Before the Tax Cuts and Jobs Act (TCJA) went into effect, a business’s net operating losses (NOLs) could generally be carried back two years and carried forward 20 years to offset taxable income.
Tax reform, however, repealed the two-year carryback allowance and other special carryback provisions for losses arising in tax years beginning after Dec. 31, 2017.
The TCJA also placed limits on the use of NOLs. Starting in tax year 2018, businesses may no longer use NOLs to offset all of their taxable income in subsequent years.
The NOL deduction is now limited to 80% of taxable income (which is determined without regard to the new 20% pass-thru deduction). In other words, business owners may no longer use NOLs to reduce tax liability to zero.
Any NOL carryforwards must be applied in the first subsequent tax year in which the business has positive taxable income and may now be carried forward indefinitely rather than limited to a 20-year period.
Here’s an example.
Joe owns a business that posts a net loss of $100,000 in 2018. The business fares better in 2019, making a $100,000 profit before taxes. He does not have historical NOLs on the books to use in future years.
Under prior law, Joe would have been able to deduct the 2018 loss in 2019, fully eliminating the business’s tax liability.

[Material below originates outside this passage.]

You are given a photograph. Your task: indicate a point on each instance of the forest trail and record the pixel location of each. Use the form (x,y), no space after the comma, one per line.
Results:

But now, Joe may only deduct $80,000 (80% of $100,000). Rather than erasing taxes owed on the $100,000 profit in 2019, the NOL deduction reduces taxable income to $100,000 minus $80,000, or $20,000. The $20,000 NOL left over then essentially goes on the ledger as a “tax asset,” an asset that will increase after-tax income in the future.
In 2020, Joe’s business makes $150,000. Because it is a profitable year, he is required to apply his unused NOLs to the largest extent possible. In Joe’s case, the $20,000 NOL carryforward reduces taxable income to $130,000.

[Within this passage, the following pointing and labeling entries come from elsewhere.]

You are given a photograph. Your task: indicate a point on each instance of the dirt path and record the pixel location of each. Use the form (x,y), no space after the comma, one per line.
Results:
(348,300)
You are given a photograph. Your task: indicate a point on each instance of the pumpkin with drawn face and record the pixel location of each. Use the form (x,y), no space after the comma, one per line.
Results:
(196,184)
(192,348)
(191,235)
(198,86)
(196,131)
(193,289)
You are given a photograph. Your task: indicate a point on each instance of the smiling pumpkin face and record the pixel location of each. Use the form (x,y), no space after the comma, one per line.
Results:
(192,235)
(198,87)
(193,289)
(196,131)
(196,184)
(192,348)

While a business should theoretically be able to use the aggregate value of NOLs to offset tax liability in the future, some taxpayers and types of businesses may find that this is not the case.
Capital-intensive startups, for instance, could post losses for years before finally making a profit. If the annual losses are large and—even in good times—the margins are small, one can imagine a situation in which the benefits are never fully realized. New active loss limitation rules enacted in the TCJA also erode the benefit of NOLs to upper-income taxpayers.
As the rules applied here are done so in a simple example, you should discuss your personal situation with a tax professional. The new NOL deduction interacts with other areas of the tax code, which could make the picture messier and increase (or decrease) taxes owed.